I am, if you have not noticed by my past articles, a rugby enthusiast. I have had the privilege of coaching this game at some very competitive and talented levels. I usally revel in the July rugby week which is the U18 Craven Week, named after SA rugby legend Dr Danie Craven. However I am perplexed watching this year’s tournament.
For many years now there have been various ministers of sport, chairs of the sports portfolio committee at Parliament, residents of South African Sports Confederation and Olympic Committee (Sascoc) and some rugby union officials calling for more colour in the game (I hate that phrase by the way.)
How have they done this? By aiming for the Springboks time and time again. Countless Bok coaches have been pressurised to include black players in the Bok team — ask Owen Nkumane or Breyton Paulse as very recent examples. This is NOT the place to sort out the racial divide which exists in rugby. And lets be honest with ourselves, there is a racial divide. The game of rugby as a picture is not as representative of SA as it could be at the highest or lowest level for that matter.
Now, before I get accused with all types of political clichés, I am 100% for talent-based selection, however this should be graduated all the way down through the ages. I would suggest it looking like this:
- National selection for U21 and Senior Boks — 100% talent selection
- National U19 and Super Rugby Franchise and Currie Cup — quota of three non-white players on the field
- SA Schools/SA Academy (if selected) — seven non-white players on the field
- Vodacom Cup and Varsity Cup — five non-white players on the field
- U18 Craven Week, U16 provincial week, U13 provincial week — seven non-white players on the field
Why am I re-opening this sensitive discussion (if it was ever closed)? Because in SA we have South African issues which need South African solutions. We have failed to properly address this issue adequately. How do I know this? I am watching the Craven Week which is being staged in Kimberley right now — I have watched Limpopo Blue Bulls vs Griffons, Zimbabwe vs Border CD, Valke vs SWD — I can tell you that in each team if I saw three players of colour as an average as the maximum.
That is simply not acceptable. If I watch the craven week as an absolute stranger to this country I would surmise that white children are still the only children who go to school. How is this possible in 2011? Why can the Spears not select a 100% non-white rugby team to play in this tournament, why can we not send an SA Future Stars team with only non-white players sponsored by Coca Cola to the tournament?
The sponsors also need to up their game in demanding this from SA rugby.
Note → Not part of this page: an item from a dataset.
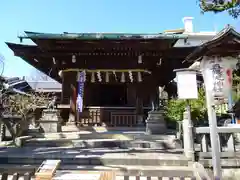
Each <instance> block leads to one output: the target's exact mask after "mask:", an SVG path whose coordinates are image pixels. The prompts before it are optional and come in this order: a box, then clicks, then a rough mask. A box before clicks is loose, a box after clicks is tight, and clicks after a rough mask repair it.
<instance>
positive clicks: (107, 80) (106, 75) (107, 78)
mask: <svg viewBox="0 0 240 180" xmlns="http://www.w3.org/2000/svg"><path fill="white" fill-rule="evenodd" d="M105 81H106V82H109V72H106V76H105Z"/></svg>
ABSA, Coca Cola, Vodacom and Castle — these companies all have BEE score cards don’t they? If we cannot sort this issue out at U13, U16 and U18 representative level we will never sort it out at the higher levels.
While this is being inappropriately dealt with, any non-white player that shows a semblance of talent is rushed into a green squad for the SA Rugby Union, which provides little more than a superficial structure.
How disgraceful. Rugby administration to date should be embarrassed. The non-white player gets a contract which provides money he really is not sure what to do with and this player warms the bench or gets game time in the weaker games, or maybe 10 minutes here and there. How is any Springbok coach supposed to select a national team representative of this amazing country when he has absolutely nothing to work with at all?
SA Rugby is still getting it grossly wrong in my opinion. One could even do away with the SA schools selection and select a talent squad of 100 rugby players who, at their home union, go into intense training and specialisation based on all the science in rugby as well as the techniques, and the Bok coach should be integral to planning this.
Do not fear what I am suggesting in this article, embrace it, because if it is done properly then quotas will in time become a non-issue, which is what I would think should be the case today but is not.
Unfortunately my view now is that non-white players are still there as symbols; we are selecting what has to be selected to avoid being questioned. We (well I, for certain) don’t want symbols. We want all sportsmen and women selected on merit. It only becomes political when it fails like it is failing now.
I am not interested in hearing any attempt at justifying what I believe to be a very sad state of affairs for youth rugby in South Africa. All I want to see is a concrete strategy to address it. If SA rugby needs my contact details and can afford my services I will do it happily. Take a leaf out of Nike’s marketing and Just do it!